AI-Vulnerable assignments are those that can easily be performed by AI tools and in which students feel little interest or ownership, making AI use more likely.
AI Vulnerability
To understand what makes assignments AI vulnerable, it's helpful to consider what drives students to use AI in the first place. Students are more likely to use AI when they feel apathetic about their coursework and see little value in it. Additionally, students report using AI to boost efficiency, freeing up time for tasks they find more creative or meaningful. These insights suggest the following traits of AI Vulnerable assignments:
- Low perceived relevance: Work that students view as disconnected from their goals and interests, potentially leading to outsourcing.
- Limited personal agency or creativity: Assignments offering few opportunities for student voice, critical analysis, or creative interpretation.

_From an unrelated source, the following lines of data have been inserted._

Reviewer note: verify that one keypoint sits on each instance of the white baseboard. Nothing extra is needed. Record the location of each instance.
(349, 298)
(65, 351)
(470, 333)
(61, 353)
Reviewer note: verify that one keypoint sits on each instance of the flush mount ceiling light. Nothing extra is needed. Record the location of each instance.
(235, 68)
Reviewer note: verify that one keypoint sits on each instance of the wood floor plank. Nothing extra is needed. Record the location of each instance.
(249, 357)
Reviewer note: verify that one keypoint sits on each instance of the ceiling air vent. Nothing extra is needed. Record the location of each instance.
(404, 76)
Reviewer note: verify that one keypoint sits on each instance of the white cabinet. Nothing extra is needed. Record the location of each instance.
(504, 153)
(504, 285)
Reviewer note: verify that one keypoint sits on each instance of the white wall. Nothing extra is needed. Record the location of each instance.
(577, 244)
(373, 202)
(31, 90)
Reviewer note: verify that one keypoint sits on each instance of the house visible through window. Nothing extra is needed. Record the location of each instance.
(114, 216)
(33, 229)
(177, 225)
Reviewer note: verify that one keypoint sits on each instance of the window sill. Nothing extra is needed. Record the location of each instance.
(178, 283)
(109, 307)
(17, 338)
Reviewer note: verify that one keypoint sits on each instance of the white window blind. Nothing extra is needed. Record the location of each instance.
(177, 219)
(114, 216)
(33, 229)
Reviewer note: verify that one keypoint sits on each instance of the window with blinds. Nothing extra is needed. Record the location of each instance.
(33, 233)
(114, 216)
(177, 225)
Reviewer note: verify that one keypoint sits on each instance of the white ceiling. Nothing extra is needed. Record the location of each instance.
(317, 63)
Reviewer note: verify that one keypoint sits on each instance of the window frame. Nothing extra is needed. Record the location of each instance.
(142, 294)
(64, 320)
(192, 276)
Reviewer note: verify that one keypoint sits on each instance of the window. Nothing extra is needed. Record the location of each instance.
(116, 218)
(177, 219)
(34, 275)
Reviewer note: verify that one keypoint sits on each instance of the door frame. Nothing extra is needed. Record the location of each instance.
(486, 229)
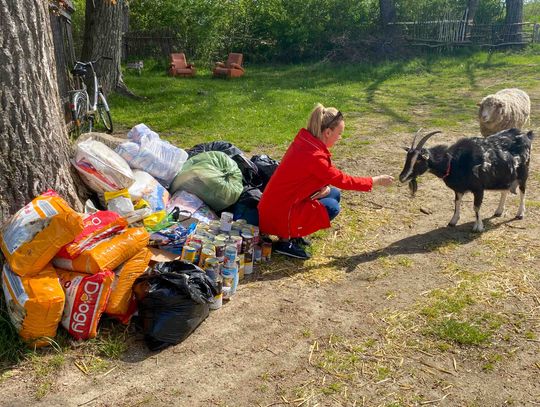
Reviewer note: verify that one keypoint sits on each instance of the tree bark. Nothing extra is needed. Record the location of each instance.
(514, 16)
(105, 24)
(34, 146)
(390, 30)
(472, 5)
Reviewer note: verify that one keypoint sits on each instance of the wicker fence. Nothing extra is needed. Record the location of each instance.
(446, 33)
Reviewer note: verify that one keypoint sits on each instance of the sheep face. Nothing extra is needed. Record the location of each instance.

- Product, not process, focused: Assignments emphasizing final outcomes without showcasing progress (e.g., a final paper with no prior drafts or outlines submitted).
- Easily automated: Tasks with common AI capabilities, such as text summarization, basic calculations, or factual question-answering.
AI Resilience
Below is a list of traits that increase AI Resilience in assignments. Incorporating any of these features enhances resilience; it's not necessary to include all of them.
- Process-oriented: Requires students to demonstrate knowledge evolution through multiple submissions (e.g., concept maps, outlines, analytical memos). Enables instructors to track progress and identify original work.
- Project-based: Culminates in a tangible final product that is worked on over an extended time and offers an authentic setting to practice skills and apply knowledge from the course; may involve collaboration and encourages problem-solving and grappling with novel approaches and solutions.
- Authentic: Poses contextualized, complex challenges that mirror real world tasks students would do outside the classroom, and thus has a practical value beyond the classroom.
- Multimodal: Engages students in creating content across various formats (written, visual, audio, interactive). Encourage creativity and personal expression while challenging AI replication.
- Personally relevant: Taps into students’ personal interests, experiences, or goals to produce work they find meaningful.
- Experiential: Involves active participation in real-world activities (fieldwork, interviews, experiments). Ground work in personal experience and data collection.
- Reflective and metacognitive: Promotes critical thinking about learning processes and decisions. Enhances metacognitive skills through activities like portfolios, exam wrappers, or reflective essays that discuss students' learning process, integration of feedback, and areas to improve.